STOP WITH MAX-IS-SAD FICS  
OR YOU'RE DEAD.

**Fang: **Alright, stop me if you've heard this one. There's me, you, Iggy—the whole flock. And there's only _one _traitor—and the traitor happens to be—

**Max: **Angel!

**Fang: **Yeah!

**Angel: **_(walks in at bad time)_ Whatchoo talkin' 'bout, Max?!?!

**Max: **Uhhhh...

**Angel: **You were telling an Angel-is-bad story, weren't you?

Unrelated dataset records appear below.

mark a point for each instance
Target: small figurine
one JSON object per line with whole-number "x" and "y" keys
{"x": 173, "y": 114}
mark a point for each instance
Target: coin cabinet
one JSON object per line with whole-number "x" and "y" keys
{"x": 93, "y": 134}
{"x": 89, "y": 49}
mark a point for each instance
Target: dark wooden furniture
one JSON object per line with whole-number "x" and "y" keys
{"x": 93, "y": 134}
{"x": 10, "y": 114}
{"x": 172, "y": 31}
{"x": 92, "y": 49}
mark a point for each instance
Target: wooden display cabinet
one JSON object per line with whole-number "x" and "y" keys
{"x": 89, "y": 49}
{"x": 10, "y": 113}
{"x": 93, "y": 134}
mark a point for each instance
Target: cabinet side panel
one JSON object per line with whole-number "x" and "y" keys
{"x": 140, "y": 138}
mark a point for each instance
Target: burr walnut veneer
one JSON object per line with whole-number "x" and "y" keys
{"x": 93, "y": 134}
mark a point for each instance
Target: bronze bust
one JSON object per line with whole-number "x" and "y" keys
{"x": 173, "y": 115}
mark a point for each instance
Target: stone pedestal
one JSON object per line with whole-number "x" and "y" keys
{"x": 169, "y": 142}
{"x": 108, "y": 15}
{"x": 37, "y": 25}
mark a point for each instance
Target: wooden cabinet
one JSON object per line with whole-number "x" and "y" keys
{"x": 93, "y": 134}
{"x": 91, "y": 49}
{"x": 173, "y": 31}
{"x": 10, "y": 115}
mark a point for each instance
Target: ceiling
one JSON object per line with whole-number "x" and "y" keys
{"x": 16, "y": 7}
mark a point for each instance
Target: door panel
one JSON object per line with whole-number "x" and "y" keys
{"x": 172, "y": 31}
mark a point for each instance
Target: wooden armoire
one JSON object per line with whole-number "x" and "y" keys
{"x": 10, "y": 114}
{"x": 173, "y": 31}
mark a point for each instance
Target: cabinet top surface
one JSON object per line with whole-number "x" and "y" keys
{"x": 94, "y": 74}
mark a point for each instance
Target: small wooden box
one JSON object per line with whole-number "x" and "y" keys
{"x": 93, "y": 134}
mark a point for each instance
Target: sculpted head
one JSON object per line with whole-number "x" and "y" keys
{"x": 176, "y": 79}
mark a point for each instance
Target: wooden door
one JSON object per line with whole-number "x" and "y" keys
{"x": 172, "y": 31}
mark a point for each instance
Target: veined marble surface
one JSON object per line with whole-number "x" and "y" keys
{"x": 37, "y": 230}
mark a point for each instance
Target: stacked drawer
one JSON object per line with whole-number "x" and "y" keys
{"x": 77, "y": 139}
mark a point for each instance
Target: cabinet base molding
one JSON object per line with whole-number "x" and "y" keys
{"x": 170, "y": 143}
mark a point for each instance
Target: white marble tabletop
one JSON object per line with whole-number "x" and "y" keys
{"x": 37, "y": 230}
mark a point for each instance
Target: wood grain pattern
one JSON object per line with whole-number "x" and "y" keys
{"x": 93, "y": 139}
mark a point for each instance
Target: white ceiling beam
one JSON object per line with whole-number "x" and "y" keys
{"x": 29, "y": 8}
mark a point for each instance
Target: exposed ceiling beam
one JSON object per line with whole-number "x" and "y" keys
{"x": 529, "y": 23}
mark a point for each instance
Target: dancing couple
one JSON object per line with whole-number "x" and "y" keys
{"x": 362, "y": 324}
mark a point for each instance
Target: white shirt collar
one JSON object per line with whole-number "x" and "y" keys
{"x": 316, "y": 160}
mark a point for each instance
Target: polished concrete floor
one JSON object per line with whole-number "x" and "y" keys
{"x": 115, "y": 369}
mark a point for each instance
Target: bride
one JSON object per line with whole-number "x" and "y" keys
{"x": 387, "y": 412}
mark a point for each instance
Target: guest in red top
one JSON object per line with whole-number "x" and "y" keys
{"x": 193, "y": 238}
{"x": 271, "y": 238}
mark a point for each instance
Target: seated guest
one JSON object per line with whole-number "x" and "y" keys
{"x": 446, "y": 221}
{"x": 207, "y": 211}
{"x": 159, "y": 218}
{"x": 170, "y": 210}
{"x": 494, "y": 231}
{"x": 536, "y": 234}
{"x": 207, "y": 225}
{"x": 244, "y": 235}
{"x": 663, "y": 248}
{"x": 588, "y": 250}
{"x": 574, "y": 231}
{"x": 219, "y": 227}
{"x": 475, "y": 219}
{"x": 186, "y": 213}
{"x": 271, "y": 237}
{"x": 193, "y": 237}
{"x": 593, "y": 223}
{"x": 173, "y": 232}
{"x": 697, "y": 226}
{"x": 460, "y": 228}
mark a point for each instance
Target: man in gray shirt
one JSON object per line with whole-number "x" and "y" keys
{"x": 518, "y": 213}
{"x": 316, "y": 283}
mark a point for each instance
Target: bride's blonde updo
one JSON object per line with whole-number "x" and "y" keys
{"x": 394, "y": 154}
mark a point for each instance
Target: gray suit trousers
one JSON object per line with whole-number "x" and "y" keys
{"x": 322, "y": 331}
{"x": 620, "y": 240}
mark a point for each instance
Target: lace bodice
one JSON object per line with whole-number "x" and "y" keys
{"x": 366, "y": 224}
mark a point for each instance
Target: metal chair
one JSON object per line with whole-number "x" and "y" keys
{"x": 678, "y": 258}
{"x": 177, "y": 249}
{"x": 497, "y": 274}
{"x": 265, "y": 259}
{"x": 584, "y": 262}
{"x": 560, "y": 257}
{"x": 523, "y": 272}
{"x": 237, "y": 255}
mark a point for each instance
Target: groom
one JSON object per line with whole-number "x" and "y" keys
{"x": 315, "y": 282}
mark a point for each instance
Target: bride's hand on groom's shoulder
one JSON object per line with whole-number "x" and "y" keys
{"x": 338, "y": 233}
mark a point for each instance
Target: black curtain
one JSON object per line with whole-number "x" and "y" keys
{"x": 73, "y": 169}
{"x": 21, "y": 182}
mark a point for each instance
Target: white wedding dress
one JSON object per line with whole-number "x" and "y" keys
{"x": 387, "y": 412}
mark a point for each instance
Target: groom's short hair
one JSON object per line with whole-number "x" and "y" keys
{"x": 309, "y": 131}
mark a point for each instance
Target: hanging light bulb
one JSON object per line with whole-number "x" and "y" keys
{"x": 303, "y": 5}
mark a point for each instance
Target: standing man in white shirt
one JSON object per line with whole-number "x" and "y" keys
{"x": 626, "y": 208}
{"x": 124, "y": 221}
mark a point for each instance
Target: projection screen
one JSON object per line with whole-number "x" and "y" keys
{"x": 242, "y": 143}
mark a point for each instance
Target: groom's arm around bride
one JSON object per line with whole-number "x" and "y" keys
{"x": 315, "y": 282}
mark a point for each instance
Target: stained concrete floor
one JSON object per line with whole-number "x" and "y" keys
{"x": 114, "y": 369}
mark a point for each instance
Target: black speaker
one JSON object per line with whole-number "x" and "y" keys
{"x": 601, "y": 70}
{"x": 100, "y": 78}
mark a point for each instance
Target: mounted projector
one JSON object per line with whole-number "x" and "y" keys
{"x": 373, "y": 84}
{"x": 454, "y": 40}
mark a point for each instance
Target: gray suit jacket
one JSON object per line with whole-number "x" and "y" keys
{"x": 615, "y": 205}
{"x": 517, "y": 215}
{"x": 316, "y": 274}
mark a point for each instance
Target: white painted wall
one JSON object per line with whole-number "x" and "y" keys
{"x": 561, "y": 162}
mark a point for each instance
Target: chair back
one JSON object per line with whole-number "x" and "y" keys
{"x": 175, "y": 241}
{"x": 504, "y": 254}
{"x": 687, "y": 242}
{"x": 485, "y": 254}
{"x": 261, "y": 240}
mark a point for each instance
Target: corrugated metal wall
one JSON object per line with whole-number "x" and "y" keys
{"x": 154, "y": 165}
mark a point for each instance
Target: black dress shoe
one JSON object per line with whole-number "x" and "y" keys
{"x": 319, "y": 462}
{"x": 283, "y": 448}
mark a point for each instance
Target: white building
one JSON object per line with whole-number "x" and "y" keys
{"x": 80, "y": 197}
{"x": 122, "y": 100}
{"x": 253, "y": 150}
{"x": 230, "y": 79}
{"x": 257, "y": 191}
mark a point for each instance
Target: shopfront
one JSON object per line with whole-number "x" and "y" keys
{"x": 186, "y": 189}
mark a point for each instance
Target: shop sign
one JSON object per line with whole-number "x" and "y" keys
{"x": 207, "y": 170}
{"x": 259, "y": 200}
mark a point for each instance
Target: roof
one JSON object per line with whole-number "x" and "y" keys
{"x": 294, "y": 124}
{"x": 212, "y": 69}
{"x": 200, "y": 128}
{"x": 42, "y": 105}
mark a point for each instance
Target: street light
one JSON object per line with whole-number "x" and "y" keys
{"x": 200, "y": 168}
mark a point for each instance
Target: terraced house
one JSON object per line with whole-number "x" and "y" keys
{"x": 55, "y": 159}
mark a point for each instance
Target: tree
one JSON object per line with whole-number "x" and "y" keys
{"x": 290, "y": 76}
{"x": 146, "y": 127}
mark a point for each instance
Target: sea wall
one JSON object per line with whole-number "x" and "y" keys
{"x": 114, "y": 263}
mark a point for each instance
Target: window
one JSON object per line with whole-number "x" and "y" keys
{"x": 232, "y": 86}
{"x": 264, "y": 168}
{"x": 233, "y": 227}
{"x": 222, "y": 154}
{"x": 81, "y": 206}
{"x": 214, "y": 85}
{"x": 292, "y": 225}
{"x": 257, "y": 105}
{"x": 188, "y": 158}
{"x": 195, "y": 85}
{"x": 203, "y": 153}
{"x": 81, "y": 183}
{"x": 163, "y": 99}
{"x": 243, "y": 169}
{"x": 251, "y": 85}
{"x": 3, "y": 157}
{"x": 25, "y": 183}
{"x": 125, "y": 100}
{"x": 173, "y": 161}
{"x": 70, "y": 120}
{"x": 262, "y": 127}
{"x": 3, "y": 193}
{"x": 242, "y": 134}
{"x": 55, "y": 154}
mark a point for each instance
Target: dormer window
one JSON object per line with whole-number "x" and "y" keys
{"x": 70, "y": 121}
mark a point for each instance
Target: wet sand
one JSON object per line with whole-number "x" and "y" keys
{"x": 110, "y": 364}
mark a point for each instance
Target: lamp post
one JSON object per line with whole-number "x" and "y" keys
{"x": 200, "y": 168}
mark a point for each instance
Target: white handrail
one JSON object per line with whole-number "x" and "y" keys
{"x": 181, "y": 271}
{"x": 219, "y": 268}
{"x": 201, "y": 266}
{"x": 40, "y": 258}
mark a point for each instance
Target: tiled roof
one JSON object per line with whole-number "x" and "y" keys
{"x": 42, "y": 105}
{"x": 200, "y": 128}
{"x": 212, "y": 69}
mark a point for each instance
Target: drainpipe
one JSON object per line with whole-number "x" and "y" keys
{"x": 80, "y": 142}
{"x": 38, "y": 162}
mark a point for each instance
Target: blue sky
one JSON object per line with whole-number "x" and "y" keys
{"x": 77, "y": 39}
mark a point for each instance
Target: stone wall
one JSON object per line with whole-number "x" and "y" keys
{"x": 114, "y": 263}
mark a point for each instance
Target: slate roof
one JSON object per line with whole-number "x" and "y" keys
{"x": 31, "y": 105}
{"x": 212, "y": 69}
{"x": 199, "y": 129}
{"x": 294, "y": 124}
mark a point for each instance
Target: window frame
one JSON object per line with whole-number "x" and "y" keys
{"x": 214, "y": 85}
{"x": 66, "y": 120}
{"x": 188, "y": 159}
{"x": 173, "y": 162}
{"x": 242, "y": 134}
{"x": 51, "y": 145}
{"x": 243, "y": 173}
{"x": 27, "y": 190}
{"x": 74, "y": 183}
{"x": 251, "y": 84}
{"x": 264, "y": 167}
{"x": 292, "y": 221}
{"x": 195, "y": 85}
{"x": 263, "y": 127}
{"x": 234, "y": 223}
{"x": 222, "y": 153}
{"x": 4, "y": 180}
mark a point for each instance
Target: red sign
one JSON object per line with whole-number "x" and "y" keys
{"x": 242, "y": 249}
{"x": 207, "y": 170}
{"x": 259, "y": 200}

**Fang: **Yeah, well, sure, Angel, lots of authors write Angel-is-bad stories.

**Angel: **I don't.

**Fang: **Well of course _you _don't—you're Angel. But I bet you like Ari-makes-out-with-Angel-and-turns-her-into-Jeb's-minion stories, right?

**Angel: **Of course I do! Those crazy authors! Ahaha! _(sighs dreamily)_

**Fang: **Now don't you think _that's _a little bit Mary?

**Angel: **... well damn! I guess you're right!

**Max: **YOU'RE A LITTLE BIT MARY!

**Angel:** WELL YOU'RE A LITTLE BIT SUE!

**Fang: **WE'RE ALL A LITTLE BIT MARY!

**Angel: **I THINK THAT I WOULD HAVE TO AGREE WITH YOU!

**Max & Fang: **WE'RE GLAD YOU DO!

**Angel: **IT'S SAD... BUT TRUE!  
EVERYONE'S A LITTLE BIT MARY; ALRIGHT?

**Max: **Alright!

**Fang: **Alright!

**Angel: **ALRIGHT!  
FICS ARE ALWAYS SPEAKING OF HOW I AM  
NOT NIII-III-IIICE

**Max, Fang, Angel:** YOU DON'T KNOW THE REAL ANGEL  
SWEET AND PRETTY AND, JUST, WELL  
GEN-ER-AL-LY QUITE A LITTLE BOOO-OOO-OOO  
SO LEAVE PRECIOUS ALONE  
OR WE'LL KILL YOU!

**Angel: **Where's Iggy? —Ahh, Iggy. Now _there _is an example of a Mary Sue. Being gay...

**Max: **Uh... Angel? Being gay isn't a characteristic of Mary Sues.

**Angel: **Is too!

**Max: **Is not!

**Angel: **Is too!

**Max: **Is not!

**Angel: **Is t—

**Fang: **Guys, guys! _Iggy _is _straight!_

**All three: **AHAHAHAHAH!

**The Gasman: **Hey, what're you guys laughing about?

**Angel: **Mary Sues!

**Gazzy: **Cool!

**Nudge: **GAZZY! Come here and finish banging me!

**Everybody: **_(snickers) _

**Fang: **Another GazzyNudge fic where Nudge is all depressed and goes to you for help?

**Gazzy: **Um... yes.

**Everybody: **BWAHAHAHAH!

**Gazzy: **That's not funny! How many times a fic do _you _have to feel unimportant and pubescent and girly and stuff?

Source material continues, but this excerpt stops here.